Communication Breakdown
"Computers will not be first-rate teachers unless researchers can solve four basic problems: how to get machines to talk, to listen, to know, and to coach. ‘We speak as part of our humanness, instinctively, on the basis of past experience,’ wrote Patrick Suppes of Stanford University, one of the pioneers in computer--aided instruction, in a 1966 Scientific American article. ‘But to get a computer to talk appropriately, we need an explicit theory of talking.’

Unfortunately, there is no such theory, and if our analysis of human intelligence is correct, there never will be. The same holds true for the problem of getting computers to listen. Continuous speech recognition seems to be a skill that resists decomposition into features and rules. What we hear does not always correspond to the features of the sound stream. Depending on the context and our expectations, we hear a stream of sound as ‘I scream,’ or ‘ice cream.’ We assign the space or pause in one of two places, although there is no pause in the sound stream. One expert came up with a sentence that illustrates the different ways we can hear the same stream of sound: ‘It isn’t easy to wreck a nice beach.’ (Try reading that sentence out loud.)
At this point the reader may reasonably ask: If computers used as logic machines cannot attain the skill level of expert human beings, then why doesn’t the public know that?

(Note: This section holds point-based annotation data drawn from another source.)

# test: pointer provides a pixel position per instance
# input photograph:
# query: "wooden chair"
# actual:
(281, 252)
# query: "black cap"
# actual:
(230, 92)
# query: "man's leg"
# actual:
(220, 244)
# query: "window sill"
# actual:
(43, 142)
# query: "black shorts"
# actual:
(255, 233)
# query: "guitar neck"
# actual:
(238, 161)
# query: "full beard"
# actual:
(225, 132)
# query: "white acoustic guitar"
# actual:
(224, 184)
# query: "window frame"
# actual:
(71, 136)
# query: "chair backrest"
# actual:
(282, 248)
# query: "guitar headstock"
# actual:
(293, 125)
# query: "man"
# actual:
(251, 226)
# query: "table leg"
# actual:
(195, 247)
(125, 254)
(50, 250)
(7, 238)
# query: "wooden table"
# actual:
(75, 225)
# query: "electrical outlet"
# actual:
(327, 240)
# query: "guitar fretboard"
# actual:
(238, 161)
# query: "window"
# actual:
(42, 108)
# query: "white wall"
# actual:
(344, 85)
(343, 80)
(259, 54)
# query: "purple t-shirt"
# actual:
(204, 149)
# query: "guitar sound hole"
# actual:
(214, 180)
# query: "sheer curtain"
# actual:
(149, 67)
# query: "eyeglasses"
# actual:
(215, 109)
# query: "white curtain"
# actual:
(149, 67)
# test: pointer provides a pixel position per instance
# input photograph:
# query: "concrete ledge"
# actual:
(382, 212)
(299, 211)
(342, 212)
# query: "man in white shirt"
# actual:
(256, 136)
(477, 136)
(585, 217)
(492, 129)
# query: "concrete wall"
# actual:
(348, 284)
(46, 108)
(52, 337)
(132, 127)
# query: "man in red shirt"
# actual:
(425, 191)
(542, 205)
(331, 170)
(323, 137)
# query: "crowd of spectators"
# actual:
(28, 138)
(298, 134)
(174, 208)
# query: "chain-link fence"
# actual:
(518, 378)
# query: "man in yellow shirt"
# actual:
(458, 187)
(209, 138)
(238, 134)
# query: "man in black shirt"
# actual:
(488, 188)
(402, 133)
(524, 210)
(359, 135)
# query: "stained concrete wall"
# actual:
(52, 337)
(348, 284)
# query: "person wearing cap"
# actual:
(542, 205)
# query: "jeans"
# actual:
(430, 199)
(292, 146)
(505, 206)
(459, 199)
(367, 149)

The answer is that AI researchers have a great deal at stake in making it appear that their science and its engineering offspring are on solid ground. They will do whatever is required to preserve this image.”
Excerpted from “Why Computers May Never Think like People,” by Hubert and Stuart Dreyfus, brothers and coauthors of the book Mind Over Machine, in the January 1986 issue of Technology Review.